Boosher board members/lurkers/posters:

I just want to clear one thing up real quick. Technical analysis, for me, doesn't give good predictive value at every moment. The predictive value is higher and lower, depending on what stage a stock is in. A high predictive value probably only occurs 2-5 times on most stocks a year. A medium predictive value is present probably 30% of the time. Most of the time, there is very little predictive value of a stock based on TA. This is just my experience. The goal then is to find stocks that fall into that highly predictive area. Anything outsie of that becomes more and more of a guess. You try and use money management to best capture a gain, or ditch a loser within charting scenarios that offer that high predictive value.

The reason I am stating this again, and now, is because I just want you to know that if you throw a stock at me, most of the time it doesn't fall into the pattern I like for predictive value, so I'm using TA to maybe increase my chances of being right, but it is still a major guess.

NTAH~this one falls into a low-medium predictive value(when it was basing in the .70's). After it broke below .70 from a base, and then rose above the resistance around .76, it had a decent shot at making you some money. Because it is a BOTTOM play, it isn't nearly as reliable, and the reward possibilities are much more difficult to get a grasp on.
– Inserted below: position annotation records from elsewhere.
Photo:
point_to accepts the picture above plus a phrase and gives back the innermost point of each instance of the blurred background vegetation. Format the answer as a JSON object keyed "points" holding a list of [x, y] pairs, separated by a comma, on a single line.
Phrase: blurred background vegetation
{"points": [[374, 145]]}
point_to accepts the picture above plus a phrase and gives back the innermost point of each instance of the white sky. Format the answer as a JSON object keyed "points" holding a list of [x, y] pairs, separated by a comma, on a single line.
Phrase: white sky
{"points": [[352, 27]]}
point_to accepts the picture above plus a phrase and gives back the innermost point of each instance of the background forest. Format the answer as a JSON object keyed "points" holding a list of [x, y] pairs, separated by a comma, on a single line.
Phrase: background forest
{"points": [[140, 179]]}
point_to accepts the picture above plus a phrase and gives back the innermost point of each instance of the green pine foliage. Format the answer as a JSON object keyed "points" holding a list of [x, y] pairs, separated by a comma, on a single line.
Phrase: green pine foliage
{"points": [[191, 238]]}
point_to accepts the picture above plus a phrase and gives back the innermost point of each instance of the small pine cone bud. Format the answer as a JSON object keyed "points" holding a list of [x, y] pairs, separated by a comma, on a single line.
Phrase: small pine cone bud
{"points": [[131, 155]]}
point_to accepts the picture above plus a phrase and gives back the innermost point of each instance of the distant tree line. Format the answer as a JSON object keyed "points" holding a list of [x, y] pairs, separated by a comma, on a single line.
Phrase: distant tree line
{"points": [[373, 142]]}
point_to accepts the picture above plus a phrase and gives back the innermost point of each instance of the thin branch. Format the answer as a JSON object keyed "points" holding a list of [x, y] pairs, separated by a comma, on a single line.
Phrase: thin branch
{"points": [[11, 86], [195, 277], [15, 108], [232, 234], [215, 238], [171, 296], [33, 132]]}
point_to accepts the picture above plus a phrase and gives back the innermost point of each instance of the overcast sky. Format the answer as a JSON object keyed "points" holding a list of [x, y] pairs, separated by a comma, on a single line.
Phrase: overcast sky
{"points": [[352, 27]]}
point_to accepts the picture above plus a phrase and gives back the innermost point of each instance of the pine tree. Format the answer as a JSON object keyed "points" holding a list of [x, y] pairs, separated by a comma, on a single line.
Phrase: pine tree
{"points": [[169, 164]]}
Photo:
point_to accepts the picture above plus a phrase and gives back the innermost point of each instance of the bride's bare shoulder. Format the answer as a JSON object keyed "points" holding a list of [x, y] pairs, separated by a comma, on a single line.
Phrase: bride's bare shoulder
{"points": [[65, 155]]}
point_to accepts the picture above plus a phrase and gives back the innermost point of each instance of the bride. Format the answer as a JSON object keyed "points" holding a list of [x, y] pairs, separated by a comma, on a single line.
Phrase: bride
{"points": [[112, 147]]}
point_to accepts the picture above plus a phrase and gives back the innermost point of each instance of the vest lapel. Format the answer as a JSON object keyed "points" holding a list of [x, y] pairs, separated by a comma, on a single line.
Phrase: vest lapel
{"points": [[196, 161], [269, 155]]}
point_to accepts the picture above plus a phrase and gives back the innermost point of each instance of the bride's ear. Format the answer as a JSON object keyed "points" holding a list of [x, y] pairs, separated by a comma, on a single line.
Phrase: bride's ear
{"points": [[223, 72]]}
The best way to play the market, IMO is to find a system to find highly predictive chart patterns, and based on how predictive they are, you increase or decrease your portfolio allocation to them. Once in them, you must know where you would sell it, and what your goal is with profiting from it. The profit goal system is usually best maximized with an incremental release. You let x%(10-20% of position) at one point, then 10-20% more at a higher level, and then you move up a trailing stop to capture the gain whenever it turns down and takes you out. Where to move that trailing stop is tricky, but if you have any grasp of TA, you'll have a good idea where to put it.

Once a stock is up like NTAH, there is no good buy. You hope that you bought the break above .77ish, you let 20-40% of the position go here, and then you put a trailing stop for rest of position at about 1, and move it up every 3 or 4 days until it stops you out. That could take months and be 100% higher, or it could be hit tomorrow.